Well, he could join the club.

Because her emotions were bubbling inside her like a kettle put on to boil. Sooner or later, they were going to come screeching out and she had no idea how she was going to deal with that when it happened.

But what she did know was that when those emotions came out, it would be so much easier to cope if she wasn’t alone. If she had Zander by her side. He was what she needed, he was the one who understood what she’d been through, he had lived it with her. If there was a way to let him see inside her head and understand how much she needed him, she’d be all over it, but the facts were she couldn’t force him to stay.

Nor did she want to.

She wanted him to be with her because he couldn’t not, because walking away was impossible, because he needed her as much as she needed him.

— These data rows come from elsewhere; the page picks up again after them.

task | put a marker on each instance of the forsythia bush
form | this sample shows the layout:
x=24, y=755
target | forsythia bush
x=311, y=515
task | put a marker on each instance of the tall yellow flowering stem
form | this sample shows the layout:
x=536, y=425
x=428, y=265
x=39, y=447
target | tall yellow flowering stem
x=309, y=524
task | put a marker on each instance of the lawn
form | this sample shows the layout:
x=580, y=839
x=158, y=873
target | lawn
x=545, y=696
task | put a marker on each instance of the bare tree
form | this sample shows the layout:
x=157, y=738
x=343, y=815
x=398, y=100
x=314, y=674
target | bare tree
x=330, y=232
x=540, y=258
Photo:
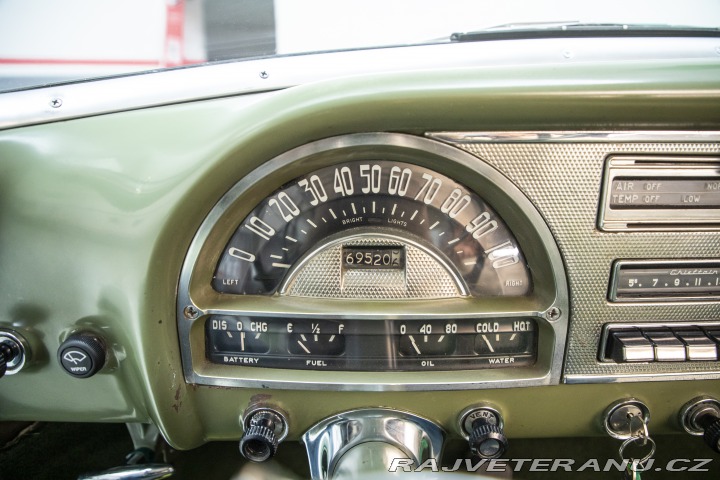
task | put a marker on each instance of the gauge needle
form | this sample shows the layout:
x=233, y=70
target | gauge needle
x=412, y=340
x=303, y=347
x=488, y=344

“Do you see me differently now? Am I no longer beautiful to you because I’m going to have scars?” Saying the words hurt because she knew she was going to have a hard time dealing with the scars that would litter her body, but she needed to make Zander realize the truth no matter what she had to say to do it.

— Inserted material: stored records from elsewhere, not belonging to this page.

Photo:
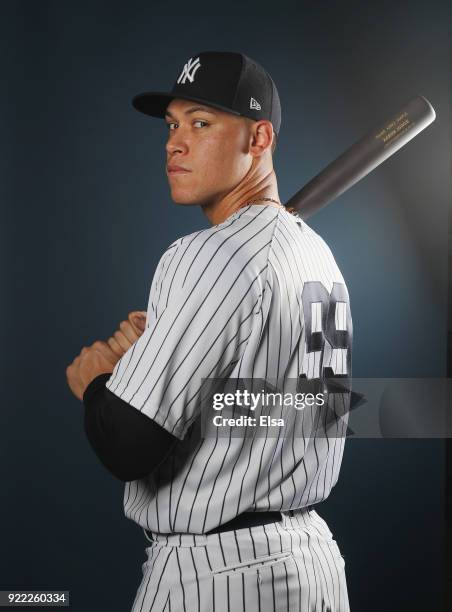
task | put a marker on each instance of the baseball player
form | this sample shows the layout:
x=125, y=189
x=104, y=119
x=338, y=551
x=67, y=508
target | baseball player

“Why would you say that?” he raged as he stormed back over to the bed.

Instead of answering, she continued to ask him questions. “Do you think I'm weak now? I screamed and cried whenZimraan was peeling off my skin, and I couldn’t fight off his men when they were dragging me to the table.”

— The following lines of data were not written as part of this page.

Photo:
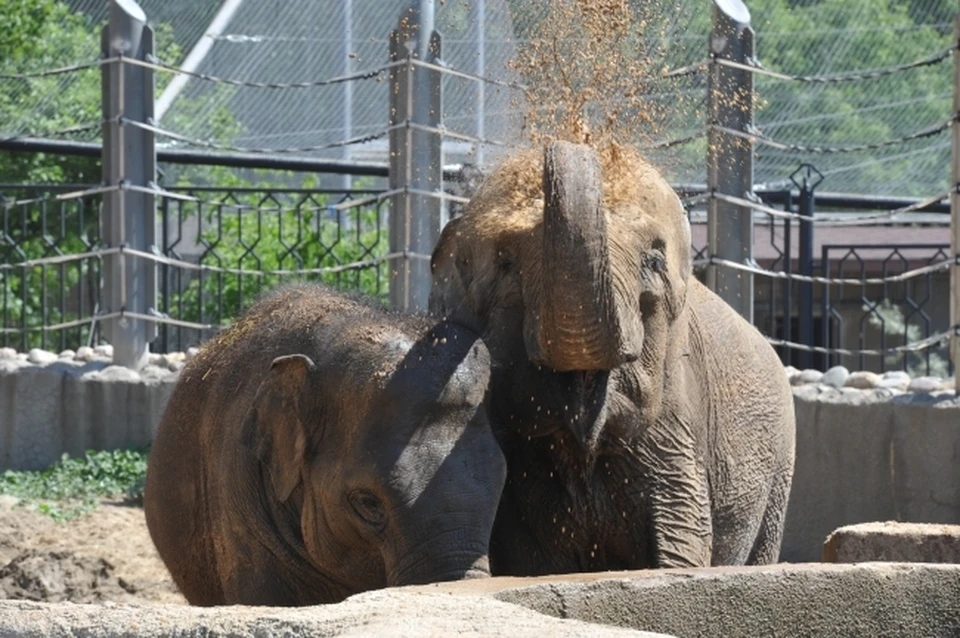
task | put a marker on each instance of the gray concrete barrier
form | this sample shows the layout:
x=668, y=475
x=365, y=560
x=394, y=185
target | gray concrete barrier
x=876, y=453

“What the hell is wrong with you?” Zander demanded, fire dancing in his eyes.

“Just trying to figure out why you’d want to walk away from me when we should be clinging to one another.”

“You are without a doubt the strongest woman I have ever known. You have survived so much, dealt with so much, and its only because of you that Zimraan is dead and no longer a threat.”

“Maybe you’ve decided my epilepsy is too much to handle. It will always affect me and there are things I can't do because of it.”

“What you deal with every single day only makes you stronger,” he said fiercely.

“Do you think I'm a liar then? That I didn't mean it when I said I was always going to be there for you?”

“You're not a liar.”

“Then maybe I'm stupid and don’t even know what I want or what I need.”

“You're smart, smarter than me.”

“So, if I'm not stupid, I'm not weak, I'm not a liar, and you still think I'm beautiful, then why would you walk away from me?” This time she allowed a hint of the vulnerability she felt seep into her voice.

“Hell, baby girl, it’s not you it’s all me,” he said, raking his fingers through his hair. “It’s always me, never you, you're perfect. I didn't think it was possible, but I love you even more now. Seeing how brave you were, how you fought for yourself and your life. Then seeing you lying here, fighting for us while I feel like I'm floundering. I don’t want to walk away. Damn, nothing scares me more than walking away from you, losing you. But I don’t know if I'm as strong as you are, baby. You fightfor what you want, but the problem is I don’t think I'm worth fighting for.”

Lucy just stared at him in shock.

Had he really said what she thought he had?

Everything else had faded away as she had fixated on the most important part.